The bagels that are now sold at the most fashionable cafés in the world have travelled a long gastronomic journey, which began in our region. Similar baked goods – the ancestors of the bagel – were first mentioned in the royal manor of Jogaila in 1394.
For a long time, bagel recipes were passed on by word of mouth, and the first recipe was published in Lithuanian by Liudvika Didžiulienė-Žmona in 1893. Only a skilled cook could make bagels according to this recipe, since the flour had to be measured by feel so that the end result was soft enough, but would also hold together. While some bagels were still boiling in the pot, you had to keep your eye on others in the oven, so the bagels always came out differently, depending on who was making them – it took a lot of experience to produce a batch where all the bagels were uniform, nicely shaped, and soft.

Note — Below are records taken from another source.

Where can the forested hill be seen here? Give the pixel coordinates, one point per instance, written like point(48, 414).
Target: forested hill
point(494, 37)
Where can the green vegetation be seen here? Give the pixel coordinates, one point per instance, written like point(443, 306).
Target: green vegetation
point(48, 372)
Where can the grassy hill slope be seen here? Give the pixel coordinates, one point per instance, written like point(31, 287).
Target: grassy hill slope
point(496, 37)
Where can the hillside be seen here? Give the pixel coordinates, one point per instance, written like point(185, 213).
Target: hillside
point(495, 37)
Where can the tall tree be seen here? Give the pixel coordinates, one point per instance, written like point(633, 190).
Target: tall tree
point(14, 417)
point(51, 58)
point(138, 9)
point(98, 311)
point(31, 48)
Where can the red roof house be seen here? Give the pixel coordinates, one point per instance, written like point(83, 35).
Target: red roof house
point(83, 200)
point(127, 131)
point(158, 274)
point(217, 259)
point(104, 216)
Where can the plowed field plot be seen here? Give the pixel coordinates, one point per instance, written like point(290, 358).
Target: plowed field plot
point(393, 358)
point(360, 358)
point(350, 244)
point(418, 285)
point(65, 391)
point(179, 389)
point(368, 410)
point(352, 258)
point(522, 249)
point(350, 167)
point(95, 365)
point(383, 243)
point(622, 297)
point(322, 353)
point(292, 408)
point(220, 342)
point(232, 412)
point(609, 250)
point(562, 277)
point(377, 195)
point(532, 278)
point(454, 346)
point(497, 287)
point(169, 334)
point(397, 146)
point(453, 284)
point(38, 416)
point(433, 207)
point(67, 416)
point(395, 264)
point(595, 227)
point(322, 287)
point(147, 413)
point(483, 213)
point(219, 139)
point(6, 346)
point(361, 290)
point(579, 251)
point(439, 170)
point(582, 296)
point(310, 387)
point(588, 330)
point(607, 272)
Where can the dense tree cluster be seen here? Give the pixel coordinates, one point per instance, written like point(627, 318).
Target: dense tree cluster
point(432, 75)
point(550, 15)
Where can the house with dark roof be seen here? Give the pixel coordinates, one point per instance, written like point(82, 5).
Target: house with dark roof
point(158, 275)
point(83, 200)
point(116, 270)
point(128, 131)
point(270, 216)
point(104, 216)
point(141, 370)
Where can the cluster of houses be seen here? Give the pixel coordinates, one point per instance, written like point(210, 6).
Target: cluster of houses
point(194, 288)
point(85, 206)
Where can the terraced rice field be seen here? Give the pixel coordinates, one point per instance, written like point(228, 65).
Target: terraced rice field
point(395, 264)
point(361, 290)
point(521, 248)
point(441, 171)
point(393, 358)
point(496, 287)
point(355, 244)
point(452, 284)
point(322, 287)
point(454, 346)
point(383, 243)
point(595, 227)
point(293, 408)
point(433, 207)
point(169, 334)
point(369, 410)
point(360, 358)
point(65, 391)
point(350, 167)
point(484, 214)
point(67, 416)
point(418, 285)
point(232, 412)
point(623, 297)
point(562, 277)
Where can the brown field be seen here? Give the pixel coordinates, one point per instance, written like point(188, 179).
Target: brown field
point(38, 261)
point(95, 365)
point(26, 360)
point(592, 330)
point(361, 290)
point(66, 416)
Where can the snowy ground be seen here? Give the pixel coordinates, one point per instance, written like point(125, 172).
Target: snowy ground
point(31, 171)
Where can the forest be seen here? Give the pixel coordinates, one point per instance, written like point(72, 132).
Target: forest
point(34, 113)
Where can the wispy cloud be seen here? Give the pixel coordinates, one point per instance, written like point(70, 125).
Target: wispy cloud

Senieji lietuviški receptai: Lietuvos gaspadinių receptai. Anželika Laužikienė, Rimvydas Laužikas, 2020. Vilnius University Publishing House
You will need:
- 1 L milk
- 2 kg wheat flour
- 1 tsp. salt
- 50 g fresh yeast, dissolved in water
- 4 eggs
- 50 g sugar
- 1 tbsp. butter
- 1 tbsp. sesame seed, black caraway seed or poppy seed
- Warm the milk to room temperature, stir in the salt, yeast, and part of the flour. The dough should be about the thickness of sour cream. Leave the dough to rise.
- When the dough rises, add the sugar, three eggs, and the melted (but not hot) butter; mix. Then add flour and knead. The dough should not stick to your hands. Divide the dough into pieces about the size of an apple and leave to rise a second time.
- When the dough rises, form one bagel from each piece, then place them all on a floured table and leave to rise for a little while more.
- Once they rise, drop the bagels one by one into boiling water. Remove them when they float to the top and put them on a greased pan, brush them with egg wash, sprinkle them with the seeds, and put them in an oven preheated to 220°C for 15-20 minutes, or until nicely browned.